Personal information
- Full name: Matías Omar Pérez Laborda
- Date of birth: July 20, 1985 (age 39)
- Place of birth: Cardona, Uruguay
- Height: 1.73 m (5 ft 8 in)
- Position(s): Left back

Senior career*
- Years: Team / Apps / (Gls)
- 2006–2007: Peñarol / 21 / (1)
- 2007–2009: Danubio / 53 / (6)
- 2009–2010: Arsenal de Sarandí / 16 / (2)
- 2010: Danubio / 11 / (2)
- 2011: Santiago Wanderers / 25 / (3)
- 2012: Universidad Católica / 22 / (0)
- 2013: Danubio / 13 / (1)
- 2013–2014: Quilmes / 7 / (0)
- 2014–2015: Juventud / 26 / (5)
- 2015: Omonia / 1 / (0)
- 2016: Rentistas / 6 / (0)
- 2016–2017: Boston River / 2 / (0)
- 2017: Fénix / 1 / (0)
- 2017: Danubio / 4 / (0)
- 2018: Atenas / 4 / (0)

= Matías Pérez (footballer, born 1985) =

Uruguayan footballer

Matías Omar Pérez Laborda (born 20 July 1985) is a Uruguayan football player who plays as a left back.

==Career==
Pérez began his career playing for Uruguayan club Peñarol in 2006. He joined Danubio in 2007.

In 2009 Pérez joined Argentine side Arsenal de Sarandí.

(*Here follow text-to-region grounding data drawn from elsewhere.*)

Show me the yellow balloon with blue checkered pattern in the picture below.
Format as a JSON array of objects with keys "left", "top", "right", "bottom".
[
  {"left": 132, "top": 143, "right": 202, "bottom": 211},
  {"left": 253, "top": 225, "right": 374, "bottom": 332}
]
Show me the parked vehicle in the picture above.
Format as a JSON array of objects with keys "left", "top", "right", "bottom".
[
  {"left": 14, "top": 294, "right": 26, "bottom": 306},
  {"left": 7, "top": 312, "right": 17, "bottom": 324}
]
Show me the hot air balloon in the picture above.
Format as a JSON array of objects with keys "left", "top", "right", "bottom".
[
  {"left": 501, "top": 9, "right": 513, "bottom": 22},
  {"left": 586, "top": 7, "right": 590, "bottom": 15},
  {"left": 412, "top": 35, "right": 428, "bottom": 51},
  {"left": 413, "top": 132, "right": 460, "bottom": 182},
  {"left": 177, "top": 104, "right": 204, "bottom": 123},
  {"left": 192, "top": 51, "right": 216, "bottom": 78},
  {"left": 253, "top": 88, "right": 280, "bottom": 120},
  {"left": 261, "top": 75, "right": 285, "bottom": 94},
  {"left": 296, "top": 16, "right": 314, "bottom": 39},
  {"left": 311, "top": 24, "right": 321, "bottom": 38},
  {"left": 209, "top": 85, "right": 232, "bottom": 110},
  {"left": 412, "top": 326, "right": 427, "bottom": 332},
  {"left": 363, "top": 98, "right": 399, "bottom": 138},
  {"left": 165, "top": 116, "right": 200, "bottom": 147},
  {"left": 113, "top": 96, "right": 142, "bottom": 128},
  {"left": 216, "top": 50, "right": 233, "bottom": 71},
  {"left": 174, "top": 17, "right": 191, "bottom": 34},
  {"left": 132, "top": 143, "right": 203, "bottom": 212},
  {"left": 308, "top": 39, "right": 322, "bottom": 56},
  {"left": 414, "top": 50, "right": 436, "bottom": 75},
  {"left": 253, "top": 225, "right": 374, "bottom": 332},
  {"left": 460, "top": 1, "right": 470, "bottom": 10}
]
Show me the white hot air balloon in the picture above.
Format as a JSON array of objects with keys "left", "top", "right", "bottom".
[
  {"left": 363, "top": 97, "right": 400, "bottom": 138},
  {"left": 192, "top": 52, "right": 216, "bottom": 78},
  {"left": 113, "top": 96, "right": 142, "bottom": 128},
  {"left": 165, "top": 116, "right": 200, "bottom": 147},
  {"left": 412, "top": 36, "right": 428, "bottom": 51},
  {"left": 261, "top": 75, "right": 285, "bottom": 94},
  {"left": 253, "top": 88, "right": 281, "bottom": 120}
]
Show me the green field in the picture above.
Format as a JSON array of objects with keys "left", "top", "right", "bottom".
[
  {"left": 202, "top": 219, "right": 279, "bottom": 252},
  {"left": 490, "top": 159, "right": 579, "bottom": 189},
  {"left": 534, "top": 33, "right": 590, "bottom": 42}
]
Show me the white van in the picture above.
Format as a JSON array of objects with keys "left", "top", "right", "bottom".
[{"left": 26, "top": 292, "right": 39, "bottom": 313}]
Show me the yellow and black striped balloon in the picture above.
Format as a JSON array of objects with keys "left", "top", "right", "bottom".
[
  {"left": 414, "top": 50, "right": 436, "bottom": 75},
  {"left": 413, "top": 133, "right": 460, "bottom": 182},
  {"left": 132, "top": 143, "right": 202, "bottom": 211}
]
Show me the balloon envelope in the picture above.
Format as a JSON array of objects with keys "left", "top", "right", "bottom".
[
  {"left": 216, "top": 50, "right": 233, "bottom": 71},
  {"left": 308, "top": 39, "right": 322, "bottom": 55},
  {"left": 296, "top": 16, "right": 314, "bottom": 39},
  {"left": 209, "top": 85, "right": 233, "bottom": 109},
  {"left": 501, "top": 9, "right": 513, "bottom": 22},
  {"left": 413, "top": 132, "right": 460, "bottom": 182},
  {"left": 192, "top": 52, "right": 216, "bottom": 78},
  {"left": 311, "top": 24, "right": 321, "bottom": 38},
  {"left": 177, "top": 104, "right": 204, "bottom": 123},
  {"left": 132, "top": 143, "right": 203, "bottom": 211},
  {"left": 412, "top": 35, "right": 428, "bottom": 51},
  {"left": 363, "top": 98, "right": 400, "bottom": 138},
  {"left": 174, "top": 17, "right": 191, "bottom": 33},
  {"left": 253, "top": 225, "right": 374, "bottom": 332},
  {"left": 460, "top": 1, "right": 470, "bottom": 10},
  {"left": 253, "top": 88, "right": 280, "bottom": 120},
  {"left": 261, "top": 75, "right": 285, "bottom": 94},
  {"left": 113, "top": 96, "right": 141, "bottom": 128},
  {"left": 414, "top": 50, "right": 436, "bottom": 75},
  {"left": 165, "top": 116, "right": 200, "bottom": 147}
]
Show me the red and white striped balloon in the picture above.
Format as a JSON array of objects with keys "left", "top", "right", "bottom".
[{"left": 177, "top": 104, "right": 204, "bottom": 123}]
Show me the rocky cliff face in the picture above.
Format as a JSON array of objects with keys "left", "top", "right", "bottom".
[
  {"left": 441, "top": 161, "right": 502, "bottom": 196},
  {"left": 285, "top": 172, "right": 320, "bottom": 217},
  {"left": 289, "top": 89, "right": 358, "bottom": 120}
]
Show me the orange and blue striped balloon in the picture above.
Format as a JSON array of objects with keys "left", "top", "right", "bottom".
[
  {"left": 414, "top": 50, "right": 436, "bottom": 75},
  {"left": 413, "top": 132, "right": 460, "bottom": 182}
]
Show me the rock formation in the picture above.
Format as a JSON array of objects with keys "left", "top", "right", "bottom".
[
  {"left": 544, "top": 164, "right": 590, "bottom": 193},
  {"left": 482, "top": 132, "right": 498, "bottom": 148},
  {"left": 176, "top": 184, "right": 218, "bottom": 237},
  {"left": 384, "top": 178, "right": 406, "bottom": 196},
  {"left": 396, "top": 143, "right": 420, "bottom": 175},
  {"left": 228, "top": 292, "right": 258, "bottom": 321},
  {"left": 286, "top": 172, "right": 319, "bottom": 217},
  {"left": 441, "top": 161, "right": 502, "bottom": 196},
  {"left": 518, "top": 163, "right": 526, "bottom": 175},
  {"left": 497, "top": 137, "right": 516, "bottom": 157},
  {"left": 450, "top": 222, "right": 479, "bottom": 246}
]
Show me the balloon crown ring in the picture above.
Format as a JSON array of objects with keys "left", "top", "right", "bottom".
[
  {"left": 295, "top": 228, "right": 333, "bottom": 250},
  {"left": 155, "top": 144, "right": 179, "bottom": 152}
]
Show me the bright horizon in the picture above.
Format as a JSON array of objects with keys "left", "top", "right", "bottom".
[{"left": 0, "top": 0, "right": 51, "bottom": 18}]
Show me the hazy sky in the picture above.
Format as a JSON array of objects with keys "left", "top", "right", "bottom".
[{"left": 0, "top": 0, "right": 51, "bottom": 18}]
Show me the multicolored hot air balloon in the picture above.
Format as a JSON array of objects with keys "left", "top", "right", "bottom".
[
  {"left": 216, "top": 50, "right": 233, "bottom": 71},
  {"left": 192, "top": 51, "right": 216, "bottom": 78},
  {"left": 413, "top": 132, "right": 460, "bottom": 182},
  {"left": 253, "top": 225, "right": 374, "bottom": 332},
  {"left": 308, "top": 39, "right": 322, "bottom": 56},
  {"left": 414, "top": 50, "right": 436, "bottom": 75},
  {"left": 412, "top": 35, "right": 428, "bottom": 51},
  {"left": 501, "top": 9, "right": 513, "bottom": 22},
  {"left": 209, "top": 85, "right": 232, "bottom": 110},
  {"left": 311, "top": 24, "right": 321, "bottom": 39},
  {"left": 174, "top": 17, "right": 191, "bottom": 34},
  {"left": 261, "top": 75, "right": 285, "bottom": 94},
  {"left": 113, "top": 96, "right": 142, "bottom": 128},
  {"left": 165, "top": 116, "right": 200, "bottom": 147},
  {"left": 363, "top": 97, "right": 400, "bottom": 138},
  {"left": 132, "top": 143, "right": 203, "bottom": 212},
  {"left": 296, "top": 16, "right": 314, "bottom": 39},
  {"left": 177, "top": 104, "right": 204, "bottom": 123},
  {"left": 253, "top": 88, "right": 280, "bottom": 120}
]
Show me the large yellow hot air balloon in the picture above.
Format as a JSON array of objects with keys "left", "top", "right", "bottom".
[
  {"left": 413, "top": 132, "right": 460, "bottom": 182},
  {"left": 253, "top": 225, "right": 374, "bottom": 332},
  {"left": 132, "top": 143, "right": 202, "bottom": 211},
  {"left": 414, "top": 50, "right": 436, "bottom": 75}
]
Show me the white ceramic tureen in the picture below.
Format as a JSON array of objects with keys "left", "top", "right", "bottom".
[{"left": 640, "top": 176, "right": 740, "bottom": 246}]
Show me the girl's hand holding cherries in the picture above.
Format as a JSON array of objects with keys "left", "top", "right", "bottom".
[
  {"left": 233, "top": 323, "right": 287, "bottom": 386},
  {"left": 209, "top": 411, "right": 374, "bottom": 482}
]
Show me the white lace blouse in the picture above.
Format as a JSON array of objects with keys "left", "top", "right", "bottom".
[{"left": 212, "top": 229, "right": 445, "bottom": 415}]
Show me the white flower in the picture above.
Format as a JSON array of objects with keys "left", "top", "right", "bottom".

He made his debut for the club on 22 August 2009 in a 0–2 home defeat to Estudiantes de La Plata. He scored his first goal for the club on 8 October 2009 in a 4–1 away defeat to Colón de Santa Fe.

In August 2010 he returned to Danubio. After playing the Torneo Apertura with Danubio, when he scored 2 goals in 11 matches he left the club to join Santiago Wanderers.